Nous avons soulevé la question de notre responsabilité, c’est-à-dire comment nous, Amazigh, devions réagir et qu’est-ce que nous pouvions faire contre cette exclusion et cette discrimination. On a fait, dans le groupe, des campagnes de solidarité avec des communautés en détresse et de résistance des savoir-faire ancestraux, parmi d’autres actions où chacun aidait comme pouvait.
En 2016, je suis partie à Genève assister aux Mécanismes d’Expert sur les Droits des Peuples Autochtones MEDPA / EMRIP et j’ai fait des déclarations sur la situation des Amazigh du Maroc telle que nous la concevons dans le groupe de manière collégiale.
On était arrivés à une conclusion : Les lois nationales ne pouvaient pas nous protéger, nous Amazigh, et donc il fallait chercher un autre moyen. Et on a choisi celui des Nations Unies et du plaidoyer à l’échelle international.
Nous avons alors commencé à fonctionner comme un réseau Amazigh à partir du groupe Facebook où y il avait des personnes ayant des cadres associatifs avec qui nous organisions des conférences, rencontres et opérations en partenariat ; mais également des militants de terrain sans cadre institutionnel désireux de défendre leur identité et leurs droits comme ils le peuvent.
Quelles sont les principaux axes de travail de l’organisation ?
Les principaux axes de travail de Azul découlent du travail de réflexion qui a été fait par le groupe et des priorités qui en sont émergées.
Il y a des axes principaux comme le droit d’accès à la terre et aux ressources naturelles, qui sont des éléments essentiels pour les Amazighs en tant que peuples autochtones. Mais il y a des axes annexes tout aussi importants, tel que la discrimination linguistique, la marginalisation socio-économique, l’accès à la santé, à l’enseignement, le refus des prénoms Amazighs, l’enclavement, autant de conséquences de lois nationales d’inspiration colonialiste et néocolonialiste.
Les problématiques auxquelles nous faisons face sont cumulatives et imbriquées. Un Amazigh à qui on a pris sa terre est un Amazigh déraciné et une victime vulnérable de l’assimilation forcée.
Bien sûr, chaque fois que nous parlons des droits des Amazigh nous parlons des femmes, qui sont au centre de nos droits collectifs, et des jeunes, qui sont notre future. Le fait est que les femmes sont les plus impactées par les retombés des politiques passées et présentes et des discriminations institutionnels, religieuses et socio-économiques.
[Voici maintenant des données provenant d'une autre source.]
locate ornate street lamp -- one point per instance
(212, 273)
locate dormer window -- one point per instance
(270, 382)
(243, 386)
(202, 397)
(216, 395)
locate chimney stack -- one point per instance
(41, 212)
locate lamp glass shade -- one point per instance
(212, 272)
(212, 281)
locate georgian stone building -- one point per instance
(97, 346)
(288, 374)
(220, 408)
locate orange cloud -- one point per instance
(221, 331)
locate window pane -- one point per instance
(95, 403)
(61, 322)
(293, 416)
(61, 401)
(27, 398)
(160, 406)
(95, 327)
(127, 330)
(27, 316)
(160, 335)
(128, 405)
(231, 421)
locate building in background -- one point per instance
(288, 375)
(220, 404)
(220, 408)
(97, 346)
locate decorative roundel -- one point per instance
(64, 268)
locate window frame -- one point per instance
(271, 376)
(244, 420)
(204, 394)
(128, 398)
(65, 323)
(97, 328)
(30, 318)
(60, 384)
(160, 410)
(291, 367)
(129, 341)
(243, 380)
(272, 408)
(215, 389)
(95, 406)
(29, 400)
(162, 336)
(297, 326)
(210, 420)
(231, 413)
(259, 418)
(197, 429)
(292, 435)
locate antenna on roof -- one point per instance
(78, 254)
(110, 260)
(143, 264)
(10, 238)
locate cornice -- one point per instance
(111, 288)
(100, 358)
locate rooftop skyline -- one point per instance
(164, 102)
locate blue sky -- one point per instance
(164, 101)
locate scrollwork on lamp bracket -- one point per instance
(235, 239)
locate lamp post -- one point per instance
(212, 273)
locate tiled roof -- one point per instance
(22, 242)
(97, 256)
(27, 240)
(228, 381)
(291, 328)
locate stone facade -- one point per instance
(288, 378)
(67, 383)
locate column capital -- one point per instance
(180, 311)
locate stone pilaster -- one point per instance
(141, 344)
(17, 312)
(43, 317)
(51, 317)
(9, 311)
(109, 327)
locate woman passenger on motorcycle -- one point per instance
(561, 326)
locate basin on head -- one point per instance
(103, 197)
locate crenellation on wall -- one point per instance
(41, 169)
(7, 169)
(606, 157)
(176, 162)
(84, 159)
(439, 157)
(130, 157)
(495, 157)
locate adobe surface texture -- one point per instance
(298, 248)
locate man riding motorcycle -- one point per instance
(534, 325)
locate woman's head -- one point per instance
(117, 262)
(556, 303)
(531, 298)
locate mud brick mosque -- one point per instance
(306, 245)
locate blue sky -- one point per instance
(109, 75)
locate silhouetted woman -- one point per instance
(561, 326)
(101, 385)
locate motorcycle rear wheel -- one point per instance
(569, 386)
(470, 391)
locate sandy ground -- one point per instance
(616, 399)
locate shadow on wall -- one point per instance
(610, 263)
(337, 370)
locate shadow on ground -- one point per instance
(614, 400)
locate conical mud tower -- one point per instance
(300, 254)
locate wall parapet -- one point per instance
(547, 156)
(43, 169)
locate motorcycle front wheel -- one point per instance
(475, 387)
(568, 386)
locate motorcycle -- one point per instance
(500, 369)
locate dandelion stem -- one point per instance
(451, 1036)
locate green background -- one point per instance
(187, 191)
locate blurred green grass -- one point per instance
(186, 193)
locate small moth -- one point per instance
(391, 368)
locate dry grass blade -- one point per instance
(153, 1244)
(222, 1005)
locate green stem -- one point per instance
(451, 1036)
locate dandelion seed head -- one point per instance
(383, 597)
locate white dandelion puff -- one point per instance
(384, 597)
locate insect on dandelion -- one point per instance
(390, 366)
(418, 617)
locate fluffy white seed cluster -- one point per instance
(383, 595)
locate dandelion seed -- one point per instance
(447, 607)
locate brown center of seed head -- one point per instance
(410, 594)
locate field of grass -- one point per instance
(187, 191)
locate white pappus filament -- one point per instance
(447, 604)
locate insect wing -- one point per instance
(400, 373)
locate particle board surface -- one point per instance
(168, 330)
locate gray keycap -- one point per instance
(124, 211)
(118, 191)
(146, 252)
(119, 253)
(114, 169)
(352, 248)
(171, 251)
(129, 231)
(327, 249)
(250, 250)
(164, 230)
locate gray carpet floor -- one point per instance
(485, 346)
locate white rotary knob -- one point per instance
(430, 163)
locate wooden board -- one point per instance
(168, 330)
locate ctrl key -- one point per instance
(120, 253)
Notre réseau couvre pratiquement toute la région du Maroc, mais parmi nous, nous avons également des amis amazighs de Tunisie, d’Algérie, de Libye et de la diaspora ainsi que des amis étrangers sympathisants.
Une chose très importante à prendre en considération c’est de rester à l’écouter des communautés et faire en sorte que personne ne se sente seul et isolé. Le colonialisme a toujours été bâti sur le principe du « diviser pour mieux régner » et nous devons rester unis et solidaire entre nous et fédérer autour de notre cause.
Lorsque les communautés sont isolées et qu’il n’y a pas d’informations qui circulent, ils peuvent être dépossédés en un temps record. Notre rôle dans Azul est de rester informé par les membres du réseau et de traiter les informations reçus avant de les publier pour mobiliser l’opinion publique ou de les utiliser pour les besoins du plaidoyer.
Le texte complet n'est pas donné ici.